The South Korean study involved 115,726 men and women aged 40-69 who reported how much kimchi they’d eaten over the previous year. The study was funded by the World Institute of Kimchi, which specialises in researching the country’s national dish.
Eating one to three servings of any type of kimchi a day was associated with a lower risk of obesity in men.
Men who ate more than three serves a day of cabbage kimchi (baechu) were less likely to have obesity and abdominal obesity (excess fat deposits around their middle). And women who ate two to three serves a day of baechu were less likely to have obesity and abdominal obesity.
Eating more radish kimchi (kkakdugi) was associated with less abdominal obesity in both men and women.
However, people who ate five or more serves of any type of kimchi weighed more, had a larger waist sizes and were more likely to be obese.
The study had limitations. The authors acknowledged the questionnaire they used may make it difficult to say exactly how much kimchi people actually ate.
The study also relied on people to report past eating habits. This may make it hard for them to accurately recall what they ate.
This study design can also only tell us if something is linked (kimchi and obesity), not if one thing causes another (if kimchi causes weight loss). So it is important to look at experimental studies where researchers make changes to people’s diets then look at the results.
There have been several experimental studies looking at how much weight people lose after eating various types of fermented foods. Other studies looked at markers or measures of appetite, but not weight loss.

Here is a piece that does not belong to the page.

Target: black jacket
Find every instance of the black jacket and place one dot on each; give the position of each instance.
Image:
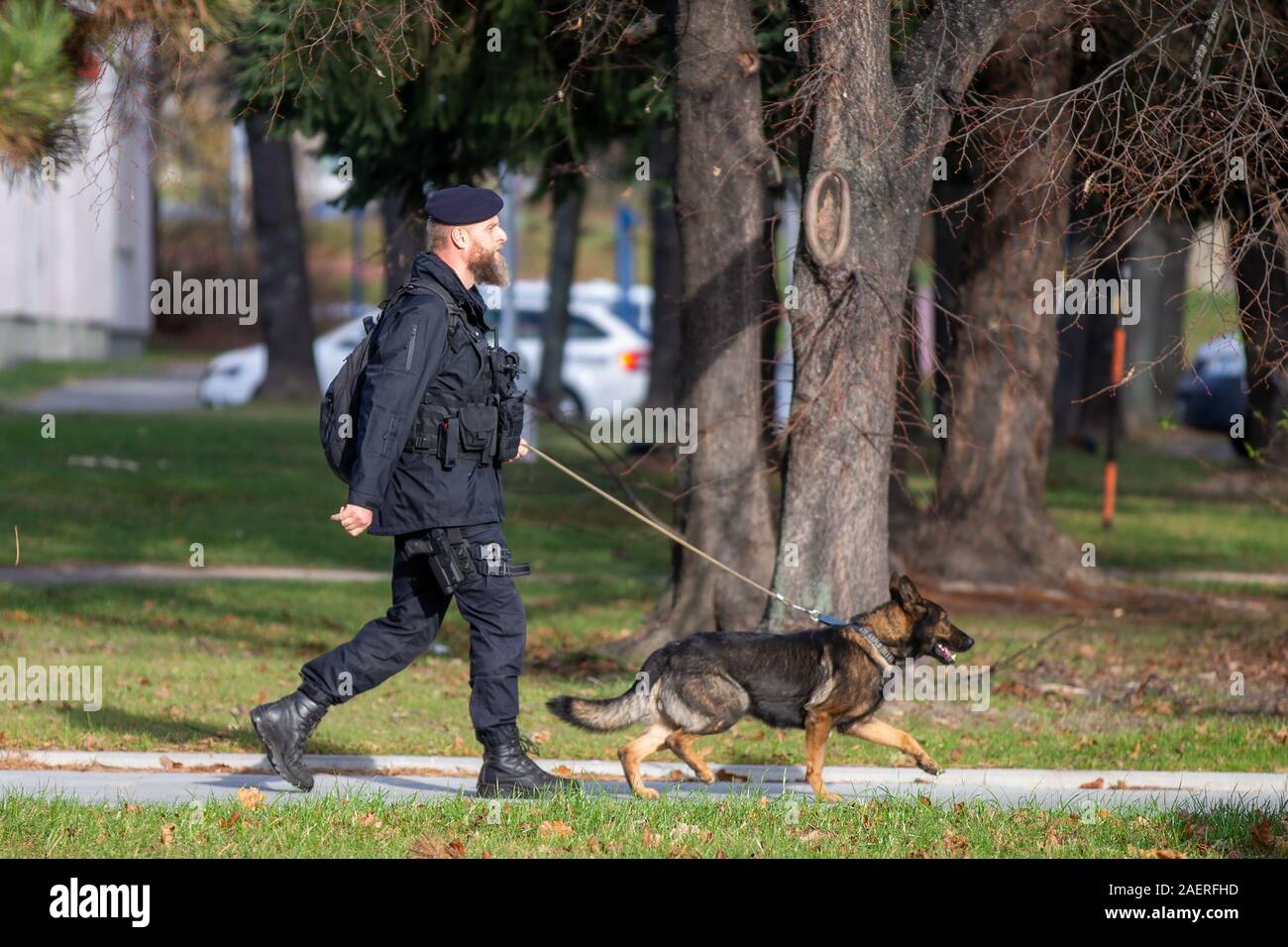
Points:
(412, 491)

One study showed the stomach of men who drank 1.4 litres of fermented milk during a meal took longer to empty (compared to those who drank the same quantity of whole milk). This is related to feeling fuller for longer, potentially having less appetite for more food.
Another study showed drinking 200 millilitres of kefir (a small glass) reduced participants’ appetite after the meal, but only when the meal contained quickly-digested foods likely to make blood glucose levels rise rapidly. This study did not measure changes in weight.
Another study looked at Indonesian young women with obesity. Eating tempeh (a fermented soybean product) led to changes in an appetite hormone. But this did not impact their appetite or whether they felt full. Weight was not measured in this study.
A study in South Korea asked people to eat about 70g a day of chungkookjang (fermented soybean). There were improvements in some measures of obesity, including percentage body fat, lean body mass, waist-to-hip ratio and waist circumference in women. However there were no changes in weight for men or women.
A systematic review of all studies that looked at the impact of fermented foods on satiety (feeling full) showed no effect.
The evidence so far is very weak to support or recommend fermented foods for weight loss. These experimental studies have been short in length, and many did not report weight changes.
To date, most of the studies have used different fermented foods, so it is difficult to generalise across them all.
Some fermented foods, such as kimchi and sauerkraut, have added salt. The latest kimchi study said the average amount of kimchi South Koreans eat provides about 490mg of salt a day. For an Australian, this would represent about 50 per cent of the suggested dietary target for optimal health.
Eating too much salt increases your risk of high blood pressure, heart disease and stroke.